By Marco Aquino
LIMA (Reuters) - Peru’s presidential race tightened in the final days of campaigning with polls showing support for longtime front-runner Keiko Fujimori, daughter of the jailed former president, slipping ahead of Sunday's vote.
Fujimori, 41, who enjoyed a 5 percentage point lead less than a week ago, is now in a statistical tie with former World Bank economist Pedro Pablo Kuczynski, according to three surveys taken since Tuesday.
"We are reaching a very Peruvian finale to this election, with uncertainty over who is going to win," said Fernando Tuesta, a political analyst at Lima's Catholic University, referring to the unpredictable nature of Peruvian politics.
"Anything can happen," he said in an interview on Friday.
Fujimori won 50.3 percent of valid votes in a mock voting exercise conducted by pollster Gfk on Wednesday and Thursday, compared with Kuczynski's 49.7 percent. The survey seen by Reuters but not made public in Peru had a 2.3 point margin of error, up or down.

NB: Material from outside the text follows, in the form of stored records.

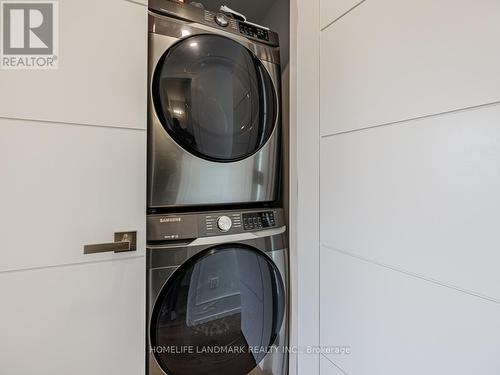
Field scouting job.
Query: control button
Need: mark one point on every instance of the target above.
(221, 20)
(224, 223)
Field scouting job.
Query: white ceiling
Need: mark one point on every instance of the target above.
(254, 10)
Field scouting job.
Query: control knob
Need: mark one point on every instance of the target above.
(221, 19)
(224, 223)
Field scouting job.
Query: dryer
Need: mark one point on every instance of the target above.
(217, 293)
(214, 109)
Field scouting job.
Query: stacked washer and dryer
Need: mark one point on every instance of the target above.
(217, 257)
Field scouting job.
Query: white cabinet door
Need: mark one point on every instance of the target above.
(394, 60)
(73, 172)
(101, 78)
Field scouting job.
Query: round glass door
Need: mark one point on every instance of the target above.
(214, 98)
(219, 313)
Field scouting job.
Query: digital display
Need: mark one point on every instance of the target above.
(258, 220)
(254, 31)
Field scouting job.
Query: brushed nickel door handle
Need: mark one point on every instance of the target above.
(123, 242)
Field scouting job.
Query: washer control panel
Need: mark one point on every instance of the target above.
(188, 226)
(254, 31)
(258, 220)
(224, 223)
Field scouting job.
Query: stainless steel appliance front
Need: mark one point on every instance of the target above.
(217, 304)
(214, 114)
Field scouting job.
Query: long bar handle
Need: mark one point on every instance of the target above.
(124, 241)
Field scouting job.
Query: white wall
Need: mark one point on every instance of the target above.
(72, 172)
(304, 181)
(409, 180)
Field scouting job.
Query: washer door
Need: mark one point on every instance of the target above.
(215, 98)
(218, 313)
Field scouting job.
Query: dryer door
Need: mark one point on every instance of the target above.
(214, 98)
(219, 313)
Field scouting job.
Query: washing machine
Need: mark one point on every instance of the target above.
(217, 293)
(214, 109)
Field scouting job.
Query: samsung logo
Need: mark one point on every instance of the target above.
(170, 220)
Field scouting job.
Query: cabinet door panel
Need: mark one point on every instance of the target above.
(388, 318)
(64, 186)
(393, 60)
(333, 9)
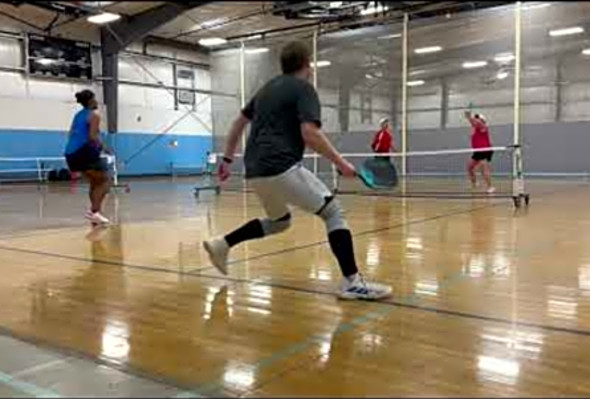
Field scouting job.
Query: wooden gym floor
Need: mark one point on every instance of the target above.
(487, 301)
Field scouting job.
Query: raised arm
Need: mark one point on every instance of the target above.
(94, 130)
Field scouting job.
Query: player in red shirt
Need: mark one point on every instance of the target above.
(480, 138)
(383, 140)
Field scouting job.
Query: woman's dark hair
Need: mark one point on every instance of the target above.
(84, 97)
(294, 57)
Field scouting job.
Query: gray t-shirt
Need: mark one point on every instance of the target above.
(277, 110)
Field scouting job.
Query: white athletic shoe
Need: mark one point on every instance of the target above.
(96, 218)
(358, 288)
(218, 251)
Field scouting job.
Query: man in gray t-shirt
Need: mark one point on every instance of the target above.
(285, 117)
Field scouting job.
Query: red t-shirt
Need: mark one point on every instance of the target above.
(382, 141)
(480, 135)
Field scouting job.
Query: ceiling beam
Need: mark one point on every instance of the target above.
(120, 34)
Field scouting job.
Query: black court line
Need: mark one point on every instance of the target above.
(361, 234)
(194, 272)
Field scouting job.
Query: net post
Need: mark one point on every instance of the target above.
(39, 171)
(243, 93)
(405, 94)
(315, 58)
(517, 164)
(334, 177)
(315, 164)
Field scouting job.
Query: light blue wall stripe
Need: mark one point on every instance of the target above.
(25, 387)
(156, 159)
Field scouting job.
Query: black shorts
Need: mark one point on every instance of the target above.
(86, 158)
(482, 156)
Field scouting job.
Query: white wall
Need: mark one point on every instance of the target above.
(37, 103)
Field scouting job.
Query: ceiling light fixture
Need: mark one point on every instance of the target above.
(428, 50)
(474, 64)
(258, 50)
(566, 31)
(502, 75)
(374, 10)
(103, 18)
(534, 6)
(321, 64)
(392, 36)
(45, 61)
(504, 57)
(212, 41)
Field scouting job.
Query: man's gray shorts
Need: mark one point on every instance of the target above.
(297, 186)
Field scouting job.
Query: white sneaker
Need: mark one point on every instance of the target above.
(218, 251)
(358, 288)
(96, 218)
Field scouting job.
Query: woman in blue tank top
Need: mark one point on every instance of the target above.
(83, 154)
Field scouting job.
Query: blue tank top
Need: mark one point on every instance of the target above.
(80, 131)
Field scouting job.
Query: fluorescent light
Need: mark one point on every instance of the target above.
(259, 50)
(321, 64)
(426, 50)
(392, 36)
(212, 41)
(566, 31)
(502, 75)
(103, 18)
(45, 61)
(211, 25)
(533, 6)
(374, 10)
(504, 57)
(474, 64)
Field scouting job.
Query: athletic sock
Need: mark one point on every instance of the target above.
(343, 249)
(249, 231)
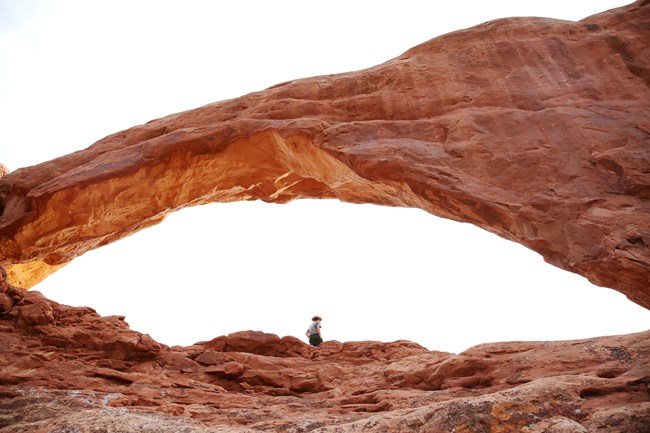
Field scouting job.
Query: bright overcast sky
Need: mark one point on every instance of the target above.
(72, 72)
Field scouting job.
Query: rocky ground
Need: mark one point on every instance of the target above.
(67, 369)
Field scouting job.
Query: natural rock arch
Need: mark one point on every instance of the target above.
(533, 129)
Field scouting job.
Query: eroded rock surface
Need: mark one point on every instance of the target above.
(534, 129)
(67, 369)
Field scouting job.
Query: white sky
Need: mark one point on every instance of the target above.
(72, 72)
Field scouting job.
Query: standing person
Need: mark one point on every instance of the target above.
(313, 333)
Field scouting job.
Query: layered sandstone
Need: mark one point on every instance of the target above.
(65, 369)
(534, 129)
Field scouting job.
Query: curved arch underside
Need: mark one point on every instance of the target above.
(534, 129)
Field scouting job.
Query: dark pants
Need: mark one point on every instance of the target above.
(315, 340)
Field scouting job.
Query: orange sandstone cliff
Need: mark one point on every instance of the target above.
(534, 129)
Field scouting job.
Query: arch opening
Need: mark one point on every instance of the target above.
(373, 273)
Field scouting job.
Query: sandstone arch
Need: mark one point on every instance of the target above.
(534, 129)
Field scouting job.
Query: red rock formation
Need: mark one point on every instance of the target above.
(65, 369)
(534, 129)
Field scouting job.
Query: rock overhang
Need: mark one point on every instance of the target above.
(533, 129)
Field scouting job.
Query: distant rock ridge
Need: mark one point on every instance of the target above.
(67, 369)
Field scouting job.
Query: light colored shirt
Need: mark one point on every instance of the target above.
(313, 328)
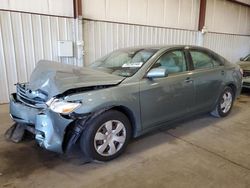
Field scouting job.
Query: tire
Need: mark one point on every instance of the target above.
(106, 136)
(224, 104)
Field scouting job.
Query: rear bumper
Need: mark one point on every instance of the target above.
(49, 127)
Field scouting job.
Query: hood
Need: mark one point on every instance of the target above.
(245, 65)
(55, 78)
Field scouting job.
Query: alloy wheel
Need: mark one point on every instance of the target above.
(110, 138)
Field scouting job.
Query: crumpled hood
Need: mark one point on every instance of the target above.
(55, 78)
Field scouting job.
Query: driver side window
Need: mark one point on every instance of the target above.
(173, 61)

The conservative Fujimori ended her campaign by dancing in front of thousands of orange-clad fans on the outskirts of Lima Thursday night, and told voters her opponent did not know their country as well as she did and would not be tough enough on crime.

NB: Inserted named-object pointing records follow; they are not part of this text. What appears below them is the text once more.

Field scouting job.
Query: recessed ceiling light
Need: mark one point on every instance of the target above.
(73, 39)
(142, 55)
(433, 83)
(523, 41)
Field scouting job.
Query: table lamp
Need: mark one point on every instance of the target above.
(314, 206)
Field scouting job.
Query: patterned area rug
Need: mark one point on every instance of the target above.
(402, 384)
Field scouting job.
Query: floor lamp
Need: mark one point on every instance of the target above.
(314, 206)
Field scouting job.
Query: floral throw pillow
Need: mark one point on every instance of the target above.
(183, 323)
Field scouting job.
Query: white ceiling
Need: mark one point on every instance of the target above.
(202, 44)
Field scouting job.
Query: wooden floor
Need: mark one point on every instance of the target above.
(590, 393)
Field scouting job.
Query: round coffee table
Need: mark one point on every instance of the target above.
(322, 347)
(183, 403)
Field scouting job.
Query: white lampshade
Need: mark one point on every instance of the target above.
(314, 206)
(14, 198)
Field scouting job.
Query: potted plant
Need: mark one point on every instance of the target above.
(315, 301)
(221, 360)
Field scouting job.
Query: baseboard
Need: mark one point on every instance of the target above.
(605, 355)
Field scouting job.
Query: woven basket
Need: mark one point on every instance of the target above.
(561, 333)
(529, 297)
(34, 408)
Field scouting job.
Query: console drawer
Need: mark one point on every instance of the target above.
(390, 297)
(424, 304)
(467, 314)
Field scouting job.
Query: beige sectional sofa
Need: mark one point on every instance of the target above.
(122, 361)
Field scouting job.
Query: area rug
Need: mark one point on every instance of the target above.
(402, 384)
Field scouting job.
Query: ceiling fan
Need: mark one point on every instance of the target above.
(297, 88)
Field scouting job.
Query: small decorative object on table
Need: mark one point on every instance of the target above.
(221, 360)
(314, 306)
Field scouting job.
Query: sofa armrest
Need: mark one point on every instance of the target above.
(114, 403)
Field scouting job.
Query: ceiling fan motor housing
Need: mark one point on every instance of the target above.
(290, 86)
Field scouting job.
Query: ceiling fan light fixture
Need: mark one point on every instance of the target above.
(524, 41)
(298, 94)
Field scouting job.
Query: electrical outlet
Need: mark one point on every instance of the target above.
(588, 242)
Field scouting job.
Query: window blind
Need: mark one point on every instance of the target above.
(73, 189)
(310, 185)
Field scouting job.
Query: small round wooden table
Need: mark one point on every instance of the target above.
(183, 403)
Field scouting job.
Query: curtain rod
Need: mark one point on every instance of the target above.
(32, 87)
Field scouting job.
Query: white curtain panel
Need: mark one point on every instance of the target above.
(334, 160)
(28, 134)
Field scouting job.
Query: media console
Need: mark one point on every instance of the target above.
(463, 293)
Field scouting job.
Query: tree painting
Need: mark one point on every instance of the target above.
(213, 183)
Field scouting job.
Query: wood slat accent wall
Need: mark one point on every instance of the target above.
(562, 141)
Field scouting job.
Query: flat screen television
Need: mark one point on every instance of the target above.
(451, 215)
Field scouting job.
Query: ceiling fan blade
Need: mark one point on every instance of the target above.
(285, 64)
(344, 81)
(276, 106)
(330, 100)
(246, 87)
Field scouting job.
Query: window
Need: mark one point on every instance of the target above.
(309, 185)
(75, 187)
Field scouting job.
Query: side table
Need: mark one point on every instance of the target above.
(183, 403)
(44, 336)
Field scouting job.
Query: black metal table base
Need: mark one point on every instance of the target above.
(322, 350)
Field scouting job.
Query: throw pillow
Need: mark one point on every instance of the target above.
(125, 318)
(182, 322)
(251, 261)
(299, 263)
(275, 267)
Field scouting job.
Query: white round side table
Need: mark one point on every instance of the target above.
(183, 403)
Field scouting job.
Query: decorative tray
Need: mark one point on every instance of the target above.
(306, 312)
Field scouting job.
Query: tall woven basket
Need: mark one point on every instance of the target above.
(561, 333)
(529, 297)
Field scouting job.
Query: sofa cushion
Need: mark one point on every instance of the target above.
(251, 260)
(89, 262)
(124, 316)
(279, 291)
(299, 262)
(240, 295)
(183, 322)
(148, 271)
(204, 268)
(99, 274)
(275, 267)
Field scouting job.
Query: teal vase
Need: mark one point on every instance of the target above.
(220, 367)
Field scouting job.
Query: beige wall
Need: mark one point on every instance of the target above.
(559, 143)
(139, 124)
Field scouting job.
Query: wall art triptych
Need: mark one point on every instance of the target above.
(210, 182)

Kuczynski, 77, held a more subdued closing event in the southern city of Arequipa, as supporters chanted "democracy yes! dictatorship no!" in reference to Fujimori's father Alberto, who governed Peru from 1990 until 2000 and is now in jail for corruption and human rights abuses.
Fujimori, whose brand of right-wing populism appeals more to poor voters, has pledged to respect democracy and distanced herself from her father since losing the 2011 election. Some voters still support the elder Fujimori, however, and say measures like shutting Congress were necessary to end the Maoist Shining Path insurgency.
Both candidates favour maintaining Peru's free-market economic model. They defeated a leftist candidate in a first-round vote in April, as left-wing politics has fallen out of favour in much of Latin America.
Fujimori won 51.6 percent of valid votes in a mock voting exercise conducted on Tuesday and Wednesday by CPI, compared with Kuczynski's 48.4 percent. CPI's survey had a 2.3 point margin of error, up or down. A CPI poll conducted May 26 and 27 gave Fujimori 54.8 percent of valid votes.
A poll by Datum had similar results.